- Updated 18 October 2017
You may have noticed a change in our coffee packaging. It’s the same great fair trade coffee, freshly roasted in Christchurch, but with new packaging.
What is the packaging made of?
The new coffee bag is a change in direction for us, in that it is a recycled paper bag lined with polypropylene, while the bag it is replacing was made out of a compostable film. The decision to move away from the compostable material and back to plastic was not an easy one to make and not one that we have made lightly, but is the result of a number of different considerations.
What was not ideal about the old packaging?
Since we started using the red bags and the associated labelling system, we have encountered ongoing technical difficulties with both the bags and the labels which have added cost and, most disappointingly, waste to our roasted coffee programme. After two years, it was time for us re-consider our coffee packaging system and we felt that we had an expensive bag that wasn’t really working for us, wasn’t as ‘sustainable’ as we had initially hoped and we needed a new approach.
Plastics and the environmental footprint
When we consider the impact of a packaging component, we have to consider the whole life cycle of that item, what it’s made of, how it’s made, how it will be used and ultimately how it will be disposed of. By people who are concerned about the environmental impact of their actions, plastic is often seen as the least favourable packaging choice, because it is not ‘natural’ and does not break down (in human time scales at least). When the whole life cycle is taken into account however, plastic may have less impact than it’s alternatives and the question then becomes, where in the life cycle is the waste being created and how much is the relative impact of that waste? Manufactured compostable packaging materials (paper, cellophane, cardboard and bioplastics) have lengthy and complex supply chains – they are made primarily of plant material from crops or trees, usually grown using fossil fuels and large amounts of water as well as pesticides, herbicides and fertilizers – which are also usually derived from fossil fuels.
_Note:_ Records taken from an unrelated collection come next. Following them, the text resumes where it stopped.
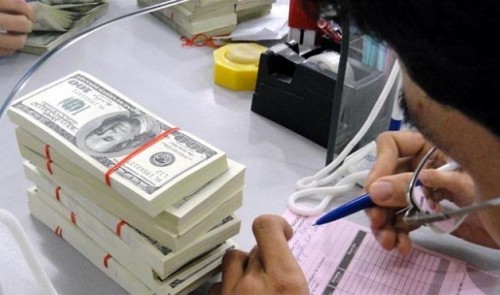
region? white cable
[0,209,57,295]
[288,170,369,216]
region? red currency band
[55,185,61,202]
[70,212,76,224]
[104,127,179,186]
[54,225,62,237]
[116,220,127,238]
[45,159,54,175]
[102,254,113,268]
[45,144,51,160]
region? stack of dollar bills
[21,0,108,55]
[137,0,237,39]
[8,71,245,294]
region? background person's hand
[0,0,35,56]
[210,215,309,295]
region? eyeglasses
[403,147,500,233]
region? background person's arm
[0,0,35,56]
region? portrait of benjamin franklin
[77,113,161,157]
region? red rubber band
[102,254,112,268]
[55,186,61,202]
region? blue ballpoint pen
[315,194,375,225]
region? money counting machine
[251,40,392,149]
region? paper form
[283,209,498,295]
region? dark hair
[340,0,500,136]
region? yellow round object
[214,43,267,90]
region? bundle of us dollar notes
[7,71,245,294]
[21,0,108,55]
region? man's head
[342,0,500,136]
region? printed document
[283,209,498,295]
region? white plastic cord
[0,0,187,295]
[0,209,57,295]
[288,60,400,216]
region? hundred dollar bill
[28,187,235,295]
[23,157,240,278]
[33,186,240,288]
[8,71,227,216]
[16,128,245,235]
[19,146,232,252]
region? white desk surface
[0,0,500,294]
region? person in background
[210,0,500,294]
[0,0,35,56]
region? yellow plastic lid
[214,43,267,90]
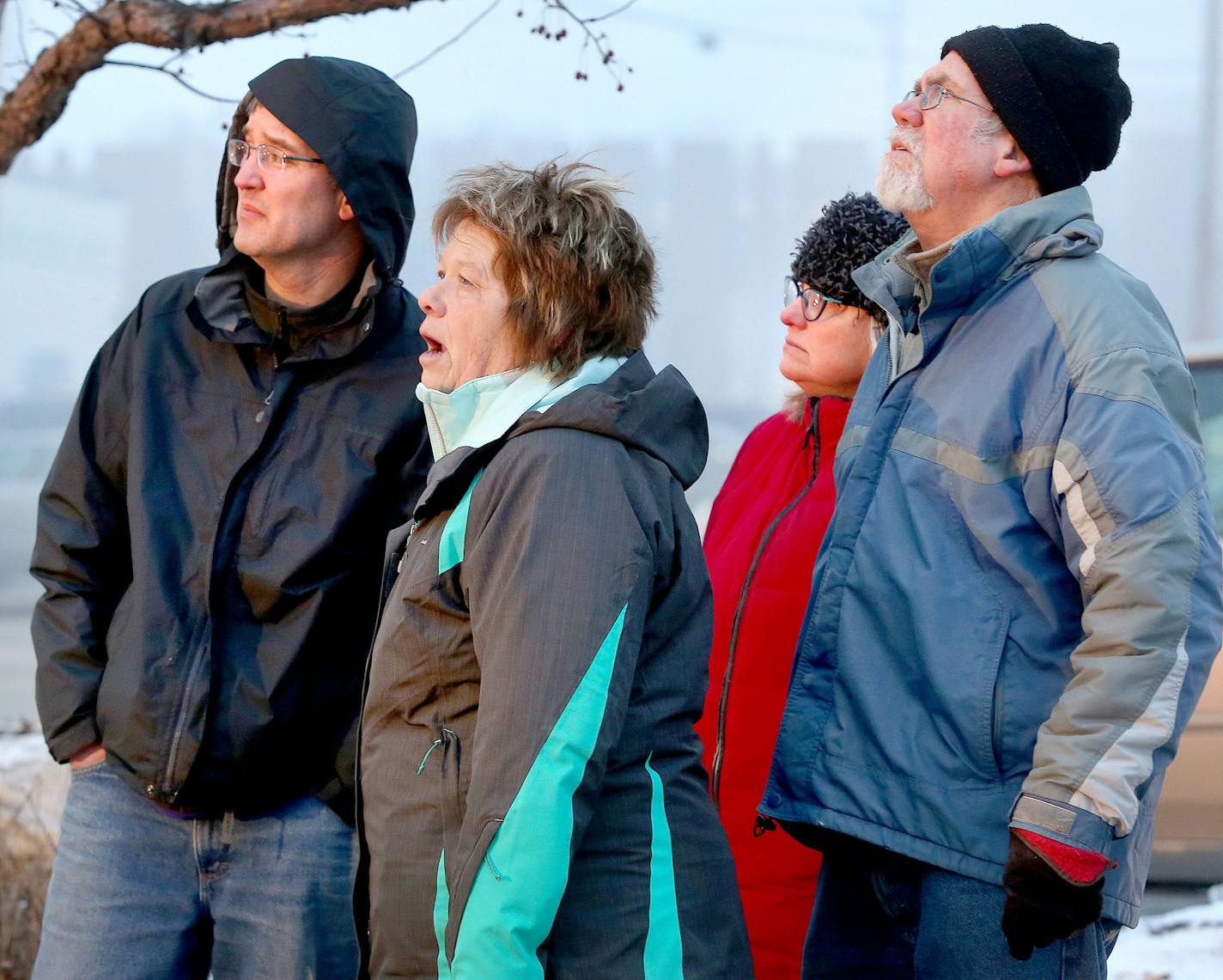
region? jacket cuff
[1010,793,1114,854]
[46,715,101,764]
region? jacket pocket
[447,818,508,956]
[982,609,1010,781]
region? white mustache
[891,126,926,161]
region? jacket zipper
[709,403,821,810]
[160,332,285,802]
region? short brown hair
[433,161,657,378]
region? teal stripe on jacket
[644,752,684,980]
[447,599,629,980]
[438,470,484,575]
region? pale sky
[0,0,1211,162]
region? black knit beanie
[790,193,909,324]
[941,23,1130,193]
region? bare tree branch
[392,0,501,78]
[0,0,430,175]
[545,0,636,92]
[101,58,237,106]
[583,0,637,23]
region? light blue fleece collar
[416,357,628,460]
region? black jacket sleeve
[31,307,141,762]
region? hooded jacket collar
[415,351,709,520]
[193,58,416,361]
[854,186,1103,331]
[216,58,416,280]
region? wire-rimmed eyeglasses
[782,276,845,322]
[904,82,998,115]
[226,139,323,173]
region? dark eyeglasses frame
[904,82,998,115]
[225,139,323,173]
[782,276,846,323]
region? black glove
[1001,831,1117,959]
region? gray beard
[874,153,934,214]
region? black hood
[216,58,416,279]
[510,351,709,490]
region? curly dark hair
[790,192,909,326]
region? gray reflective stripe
[891,429,1056,484]
[837,426,871,453]
[1070,626,1189,834]
[1053,459,1103,579]
[1010,796,1074,834]
[1053,438,1117,577]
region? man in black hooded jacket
[32,58,429,979]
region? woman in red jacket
[697,194,908,980]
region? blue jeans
[34,762,358,980]
[802,841,1120,980]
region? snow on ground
[1108,885,1223,980]
[1108,885,1223,980]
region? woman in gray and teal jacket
[360,162,751,980]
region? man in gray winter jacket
[762,24,1223,977]
[33,58,429,980]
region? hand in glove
[1001,828,1117,959]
These bulky ingredients are harvested and transported, again using fossil fuels, and then processed using more energy and chemical inputs creating waste water and material which must be disposed of. Plastic on the other hand uses natural gas or oil directly as a feedstock – and as such is made of a non-renewable resource by an industry which could certainly be more transparent, but it has a far simpler supply chain and requires much less energy or water to produce, and being lighter and less bulky requires less energy to transport. So the difference between ‘compostable’ materials and plastic is where the waste is generated. Compostables use fossil fuels and generate more greenhouse gas emissions and water waste in production, while plastic generates more litter and visible environmental pollution and is made of a precious non-renewable resource. Which then has more impact?
Feedback we have had from our customers about the compostable coffee packaging suggests that when it is disposed of, it more often goes to the landfill than into the compost. The red bags are not accepted by municipal green waste collections, so if a customer wants to compost it, the only option is home composting. A coffee bag would normally be used and disposed of in a home environment, so is very unlikely to end up as litter. It can be disposed of responsibly through the municipal waste collection into a landfill, where it is relatively stable and effectively sequesters the carbon it contains.
The best solution for now
In the end we chose to go back to a bag made of plastic with a recycled paper outer for functional reasons as well as considerations of environmental footprint. The labels are also made of paper. We have greater versatility in the new label system as we can custom print the information on the labels relating to each coffee variety. It also means that we will be able to introduce new coffees easily and economically and without the waste off the compostable labels.
In an ideal world we wouldn’t need packaging and we’d be able to sell everything on a ‘fill your own’ basis, but in the current retail environment that is not yet practical and we have to use disposable packaging. While this remains the situation we will continue to try to find the best solutions we can.